Improving superovulation and pregnancy rates in laboratory rodents.
In 2017, 1.9 million animals were used in the creation/breeding of genetically altered (GA) animals, an increase of 37% in the last decade. This trend, which appears set to continue, is largely attributable to advances in gene editing technology.
GA animals are created by transferring gene-edited embryos surgically into surrogate mothers. These embryos are originally obtained from female animals in which production of eggs in ovaries is artificially increased using drugs given by injection ('superovulation'). Embryos only implant into the uterus of surrogate mothers if the latter experience false pregnancies ('pseudopregnancy'), a process achieved by mating them to infertile males.
This mating process exposes the maternal reproductive tract to sperm-free ejaculates which 'prime' the uterus to receive the embryo. These males are housed in isolation to prevent them from fighting and are typically rendered infertile through surgical vasectomy, both of which raise major welfare concerns.
Moreover, females caged with these males for mating do not always willingly accept their advances if they are not sexually receptive. This makes such mating encounters stressful and/or unsuccessful, and results in twice as many females being mated relative to those required for embryo surrogacy.
This study builds on our pioneering work in the area and focuses on replacing sterile males, refining/reducing the severity of superovulation regimes and enhancing pregnancy rates, thereby minimising animal wastage and improving welfare in laboratory rodents.
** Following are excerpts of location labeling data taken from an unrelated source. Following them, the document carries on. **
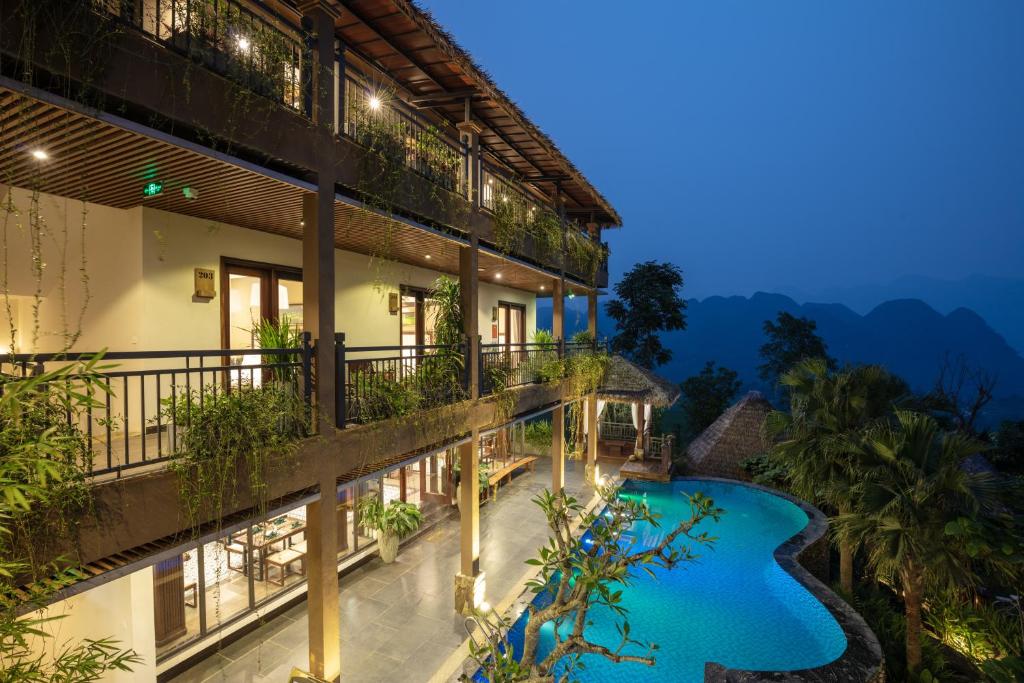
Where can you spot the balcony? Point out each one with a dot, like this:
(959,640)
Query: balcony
(145,403)
(238,58)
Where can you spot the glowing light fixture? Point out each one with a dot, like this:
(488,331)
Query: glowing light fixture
(153,188)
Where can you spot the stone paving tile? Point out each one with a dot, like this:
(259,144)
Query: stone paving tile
(397,622)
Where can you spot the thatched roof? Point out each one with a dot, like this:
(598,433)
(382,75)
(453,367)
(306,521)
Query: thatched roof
(736,435)
(628,382)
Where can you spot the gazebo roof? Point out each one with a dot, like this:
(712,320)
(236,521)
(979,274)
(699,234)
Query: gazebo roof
(627,382)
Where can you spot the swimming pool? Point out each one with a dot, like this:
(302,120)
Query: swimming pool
(735,606)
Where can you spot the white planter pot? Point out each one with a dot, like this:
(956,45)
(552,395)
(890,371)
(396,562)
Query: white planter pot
(387,545)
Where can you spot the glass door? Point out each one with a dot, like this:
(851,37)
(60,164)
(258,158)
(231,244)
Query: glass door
(252,294)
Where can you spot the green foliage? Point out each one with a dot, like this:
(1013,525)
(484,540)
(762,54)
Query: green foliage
(1008,447)
(647,302)
(395,518)
(542,336)
(979,630)
(43,464)
(245,430)
(791,340)
(583,338)
(765,470)
(706,396)
(883,612)
(578,579)
(539,435)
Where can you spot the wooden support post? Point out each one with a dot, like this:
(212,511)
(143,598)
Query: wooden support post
(469,583)
(593,474)
(469,283)
(317,301)
(557,311)
(558,449)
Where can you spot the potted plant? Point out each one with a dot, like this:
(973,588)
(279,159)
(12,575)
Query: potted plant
(392,522)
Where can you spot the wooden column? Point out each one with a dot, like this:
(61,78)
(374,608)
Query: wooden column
(641,428)
(557,311)
(558,449)
(169,600)
(317,301)
(469,583)
(592,472)
(469,283)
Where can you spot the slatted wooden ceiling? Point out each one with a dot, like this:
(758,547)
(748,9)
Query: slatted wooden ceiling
(103,163)
(407,43)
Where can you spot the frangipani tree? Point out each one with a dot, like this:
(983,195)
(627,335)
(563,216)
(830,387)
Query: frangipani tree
(580,577)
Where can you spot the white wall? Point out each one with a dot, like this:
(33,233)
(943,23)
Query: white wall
(140,264)
(121,609)
(114,265)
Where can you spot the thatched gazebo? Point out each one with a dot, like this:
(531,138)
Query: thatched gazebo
(734,436)
(626,382)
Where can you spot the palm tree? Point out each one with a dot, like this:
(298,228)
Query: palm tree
(912,486)
(818,440)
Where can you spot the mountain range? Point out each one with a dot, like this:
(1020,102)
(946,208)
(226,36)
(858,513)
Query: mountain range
(907,336)
(998,300)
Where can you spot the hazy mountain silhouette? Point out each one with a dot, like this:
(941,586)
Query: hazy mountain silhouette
(907,336)
(998,300)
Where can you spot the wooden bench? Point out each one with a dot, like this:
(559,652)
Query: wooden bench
(282,560)
(496,477)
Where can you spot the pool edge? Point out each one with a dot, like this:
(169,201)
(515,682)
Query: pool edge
(861,660)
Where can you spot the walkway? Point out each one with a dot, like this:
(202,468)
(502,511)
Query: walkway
(397,621)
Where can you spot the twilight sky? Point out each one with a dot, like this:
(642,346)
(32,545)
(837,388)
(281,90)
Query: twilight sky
(779,144)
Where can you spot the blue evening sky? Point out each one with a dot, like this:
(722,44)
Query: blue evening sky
(778,144)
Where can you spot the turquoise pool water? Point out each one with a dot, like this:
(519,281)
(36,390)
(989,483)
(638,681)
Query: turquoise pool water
(735,605)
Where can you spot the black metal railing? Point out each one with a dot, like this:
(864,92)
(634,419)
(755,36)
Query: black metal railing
(145,399)
(507,366)
(379,122)
(255,48)
(381,382)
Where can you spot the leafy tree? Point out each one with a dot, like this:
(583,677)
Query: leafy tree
(925,519)
(648,302)
(818,440)
(706,396)
(1008,452)
(576,579)
(791,340)
(42,464)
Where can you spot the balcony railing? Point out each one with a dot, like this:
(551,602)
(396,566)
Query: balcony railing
(508,366)
(257,49)
(381,382)
(380,122)
(147,398)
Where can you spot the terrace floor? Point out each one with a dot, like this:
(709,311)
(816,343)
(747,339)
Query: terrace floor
(397,621)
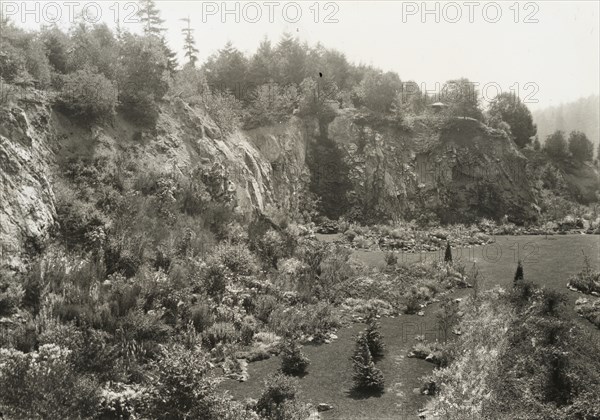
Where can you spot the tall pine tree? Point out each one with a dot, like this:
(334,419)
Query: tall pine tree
(150,17)
(189,42)
(153,26)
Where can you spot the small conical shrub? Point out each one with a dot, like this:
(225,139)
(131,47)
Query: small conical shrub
(374,337)
(448,254)
(293,361)
(366,376)
(519,272)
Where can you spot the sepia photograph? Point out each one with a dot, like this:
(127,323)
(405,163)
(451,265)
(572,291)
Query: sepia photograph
(299,210)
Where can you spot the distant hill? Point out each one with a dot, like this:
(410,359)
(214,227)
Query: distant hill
(582,115)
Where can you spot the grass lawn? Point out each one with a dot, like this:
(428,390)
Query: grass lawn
(546,261)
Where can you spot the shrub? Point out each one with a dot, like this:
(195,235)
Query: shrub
(264,306)
(366,376)
(374,337)
(220,332)
(43,384)
(214,279)
(447,316)
(144,78)
(182,389)
(448,253)
(201,316)
(279,400)
(519,272)
(89,95)
(224,109)
(552,301)
(11,295)
(522,293)
(293,361)
(236,258)
(391,258)
(587,280)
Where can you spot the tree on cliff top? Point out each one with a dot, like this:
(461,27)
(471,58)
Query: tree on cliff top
(462,99)
(508,107)
(581,147)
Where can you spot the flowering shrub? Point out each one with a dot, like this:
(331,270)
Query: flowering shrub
(29,384)
(122,401)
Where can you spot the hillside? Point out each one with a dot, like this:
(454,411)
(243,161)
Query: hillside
(391,173)
(582,115)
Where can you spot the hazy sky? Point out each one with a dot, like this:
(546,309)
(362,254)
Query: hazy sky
(547,50)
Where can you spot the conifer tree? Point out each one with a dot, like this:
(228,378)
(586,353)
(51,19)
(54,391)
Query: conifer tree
(189,42)
(448,254)
(374,337)
(150,17)
(519,272)
(366,376)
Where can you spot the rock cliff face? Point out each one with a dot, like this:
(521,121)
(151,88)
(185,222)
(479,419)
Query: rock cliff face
(372,170)
(459,171)
(26,197)
(265,168)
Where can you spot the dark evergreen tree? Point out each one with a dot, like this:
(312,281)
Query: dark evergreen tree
(556,146)
(226,70)
(189,42)
(374,337)
(366,376)
(509,108)
(448,254)
(519,272)
(150,17)
(290,60)
(581,147)
(262,64)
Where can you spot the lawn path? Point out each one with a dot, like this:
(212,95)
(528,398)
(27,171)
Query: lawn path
(547,262)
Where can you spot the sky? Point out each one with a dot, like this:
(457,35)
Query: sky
(546,51)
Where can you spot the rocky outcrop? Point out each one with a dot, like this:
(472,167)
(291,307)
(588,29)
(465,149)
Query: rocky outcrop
(459,170)
(264,168)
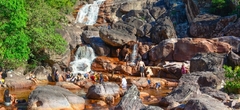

This project will also greatly improve our understanding of the biological mechanisms involved in the establishment of pregnancy.
Female mice will be superovulated using minimally invasive approaches (donors). Others (recipients) will be rendered pseudopregnant by using sterile males or synthetic pessaries.
Animal care and welfare
Animals will be housed in cages with environmental enrichment (nesting material, dome) appropriate to their size/numbers with unlimited access to food/water. All will be visually checked daily.
Any welfare issues will be promptly resolved (with veterinary surgeon input if needed). Females may experience minor pain due to hormone injections, whilst their counterparts undergoing surgery (vasectomy, embryo transfer) will be given pain relief to minimise discomfort.
Replacement: Cannot replace animals due to the complexity of pregnancy physiology.
Reduction: Statistical input will minimise animal usage whilst supporting scientifically valid conclusions.
Refinement: Using robust mouse strains with excellent mothering abilities will improve foetal/neonatal development. Techniques will be performed by experienced staff trained in the latest surgical methods.
This project will enhance reproductive performance in laboratory rodents and have a positive impact on animal welfare and the 3R's globally. Successful findings will be translated to domestic livestock reproduction and human fertility treatment.